California Water Fix: Large infrastructure changes ignore the fundamental problems

California has a water problem and it is not limited to the drought. Recent trends relating to climate change have exposed a greater issue related not only to quantity of water available, but the infrastructure upon which the state relies to deliver the resource to its population. Not only is water availability a necessity for residential use, but it is crucial for the California agricultural economy (a $47 billion dollar industry). Because of the widespread importance of California agriculture, how the state choses to address this issue necessarily affects the entire United States.
As climate change takes hold, patterns of more extreme weather become more frequent. This means that there will be periods of intense drought followed by heavy rain events. California experienced this exact trend in 2015 and 2016. A period in which drought was so intense that Governor Jerry Brown issued mandatory restrictions on water use for both residential and commercial users. The drought was then followed by one of the wettest years on record, highlighted by the partial failure of the Oroville Dam north of Sacramento due to lack of capacity to store water.
California realizes these problems exist and are making strides to correct the infrastructure issues through a comprehensive project known as California Water Fix, which employs new technologies to more effectively deliver and manage water supplies in times of both drought and excess quantities and provides environmental benefits through habitat restoration in the Sacramento River Delta. Unfortunately, California’s water rights legal regime perpetuates the issues of water management through a static body of law, which promotes waste.
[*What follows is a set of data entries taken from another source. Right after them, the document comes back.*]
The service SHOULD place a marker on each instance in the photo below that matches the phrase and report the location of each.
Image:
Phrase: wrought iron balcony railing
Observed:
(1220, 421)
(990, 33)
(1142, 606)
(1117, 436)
By proposing such a massive infrastructural undertaking without addressing the more fundamental problem of water rights’ “use it of lose it” provisions, the state is putting the cart before the horse.

It is clear, that California’s water infrastructure is not up to par, as the state relies upon aqueducts that are more than 50 years old. Fundamentally, the project is a series of tunnels built underneath the Delta, which connect to Central Valley Project and State Water Project (the two major water delivery systems which funnel water from Northern to Southern California). The project is more efficient from an engineering standpoint, and connects water supplies more directly to the greater system. The tunnels also eliminate the need for many of the pumping stations that are currently in use along the existing system, because the tunnels rely on gravity for delivery. The project also creates greater access to water supplies that are currently restricted based upon environmental concerns (mostly Endangered Species Act implications) through 30,000 acres of habitat restoration in the delta region. It is clear that improvements along these lines must be made in order to address the increasingly variable water flows that result from climate change.
The project is not without criticism however. Counties in Southern California that would most likely face the cost burden of the project believe it is inefficient to import water from the North, when more localized solutions such as desalination or wastewater restoration plants could provide a similar service. While this is an apt criticism both options could be implemented it shouldn’t boil down to one or the other, when issues of water supply are predicted to persist. What these solutions miss however is the more fundamental issue of water rights laws that perpetuate waste within the water systems.
California’s water law doctrine functions primarily on a system of prior appropriation. Simply put a water user obtains a right to use a quantity of water by making “beneficial use” of that water. If users fail to make beneficial use of their appropriated right they may lose a portion or the entirety of the right through a process known as prescription. This implication is most important in the farming context as 80% of water used in California is used for agriculture. The prescription of rights has plagued California’s efforts to conserve water for decades, and has impeded the ability to propose creative solutions to water quantity issues that have proved effective in other western states (such as water banking). Some of the most egregious examples of this water waste include farmers flooding their fallow fields in times of greater supply in order to meet their use thresholds. Expanding beneficial use to include conservation measures, or a system of water banking using credits for users who supplied the water bank would be a first step to correcting these institutional inefficiencies.
Unless California addresses this legal deficiency, large scale projects such as California Water Fix will still be hampered by the issues of waste that pervade the water supply today.